Stability and Joy Revisited

“Yoga is the process of dehypnotism”  Shri Brahmananda Saraswati

This month the underpinning  ideas of our practices were stability (shtira)  and  joy (sukkah), as embodied in parivritta trikonasana, the Rotated Triangle.  We nurtured a balanced and activated foundation in the legs and feet, which provided the opportunity to then “reach out” with the upper body, leading with the heart and extending out into the world around us.  In practice on the mat it can be just that simple – an intention to connect to planet earth well, and an intention to extend that experience of connectedness (which is love)  into the world around us. With patience, the body will follow where the mind leads. 

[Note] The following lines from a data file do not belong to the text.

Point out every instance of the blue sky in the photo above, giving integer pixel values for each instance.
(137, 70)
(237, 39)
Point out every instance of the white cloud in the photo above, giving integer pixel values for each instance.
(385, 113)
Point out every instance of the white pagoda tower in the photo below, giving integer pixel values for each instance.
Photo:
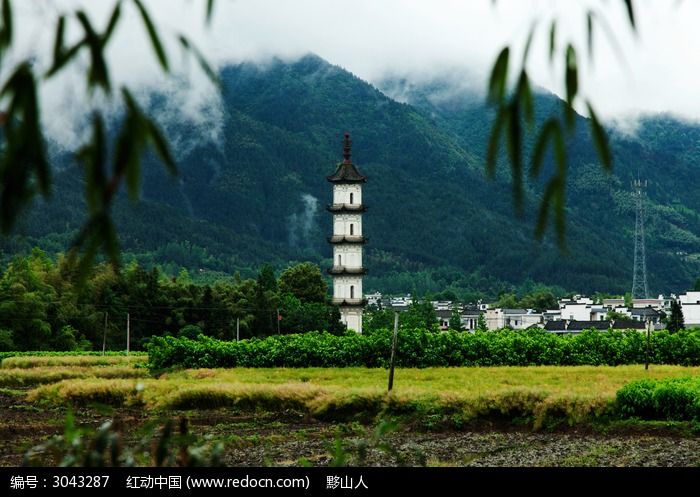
(347, 240)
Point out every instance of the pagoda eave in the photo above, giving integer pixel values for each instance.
(344, 270)
(346, 208)
(342, 302)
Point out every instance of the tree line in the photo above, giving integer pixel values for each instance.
(45, 305)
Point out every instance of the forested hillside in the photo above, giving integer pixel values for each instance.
(257, 192)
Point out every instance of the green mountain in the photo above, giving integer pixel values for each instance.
(257, 192)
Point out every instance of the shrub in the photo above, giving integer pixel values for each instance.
(676, 399)
(422, 348)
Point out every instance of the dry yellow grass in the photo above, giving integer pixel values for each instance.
(25, 362)
(533, 393)
(20, 377)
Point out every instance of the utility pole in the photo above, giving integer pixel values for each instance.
(104, 335)
(648, 351)
(393, 350)
(639, 276)
(127, 333)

Here is the crown jewel in all of this.  The stability and joy doesn’t really need to be cultivated at all. They are already within you, waiting to be revealed.  They are aspects of your true nature, svarūpe. The experienced yogin stands in their true nature.  To stand in one’s true nature is to be yoked (yoga’d!) to your essence.  Our ability to root our feet, activate our legs and extend our hearts and our arms will reflect how well we are yoked to our true nature in any moment.  The more we are yoked to our true nature internally, the more we will experience joy which creates activation, extension and rootedness in a posture.  It is a process.  For most of us, still buffeted by the fluctuations of our minds, there will be a fluttering throughout any posture when the stability fluctuates. 

A friend recently pointed out the degree to which the current state of affairs on planet earth is surfacing our shadows and much projecting on one another is occurring.  It is a prime time to become aware of our inner stability.  The media and perhaps those around us are posing powerful influences.  Using a wide variety of means to manipulate the stuff of our minds, they bombard us with opinions, accusations and suggested terrors.  We all have ways of dealing with this.  I have a friend who seems to be immersing herself in horror stories.  Catharsis!  The fear is expelled, but the conditioning of  vulnerability remains.  Yoga suggests, instead, that we dehypnotize ourselves through the process of unplugging from externals and plugging instead into the reservoir of peace and joy which is accessed through the silence in our mind.  Yes, we can stay connected to  peace with our eyes open, even when a disagreement is going on.  That is the power of yoga. 

So how do we practice this?  Self-observation.   The moment we catch ourselves fluctuating, we stop and make it a point to detach from what is coming at us from the outside and anchor in to something inside.  We develop a habit.  Say that someone around you does not like your political stance or your mask choice.  They direct angry energy at you, it is quite intense.  For most of us the first reaction is likely to be retaliation.  Any action we take which emerges from the small self will have limited effectiveness.  The actions we take while connected to our inner resources will have limitless effectiveness.  If I’m not anchored in myself and I shout back, I may get the person to go away for a while, but it’s likely to be temporary.  The same issue will arise again.  If instead we choose to stand silent in our truth, extending love all the while, our actions will extend out to hearts and minds and in ways we cannot see.

Consider taking the knee (a graceful and magnificent gesture of support and love) vs. burning down  a building.  The first extends love and changes hearts.  The second inspires nothing and demands a retaliation.  Taking the knee is an expression of svarūpe.  The first is a manifestation of fear and disconnection.  There are those who would like us to remain forever fluctuating, buffeted and hypnotized into fear and submission.  Yoga teaches that we can break away from that influence and choose to stand in love, instead.  In that breakaway our inner freedom is ensured.  Only Love is truly sovereign.  Only love (in all it’s flavors, truth, joy, sweetness etc.) is svarūpe.  We can train ourselves to choose and we can train ourselves to be steady in remaining unplugged from  external influences.  (and by the way, we can train throughout every day, not just in the big events.  Lakshmi, the cat who lives with me, forever tries to press me to be at her beck and call at all times.  It is a herculean effort to stay connected within and take care of everything else which needs to be done!  But I grow stronger and her efforts to communicate become more skillful all the time.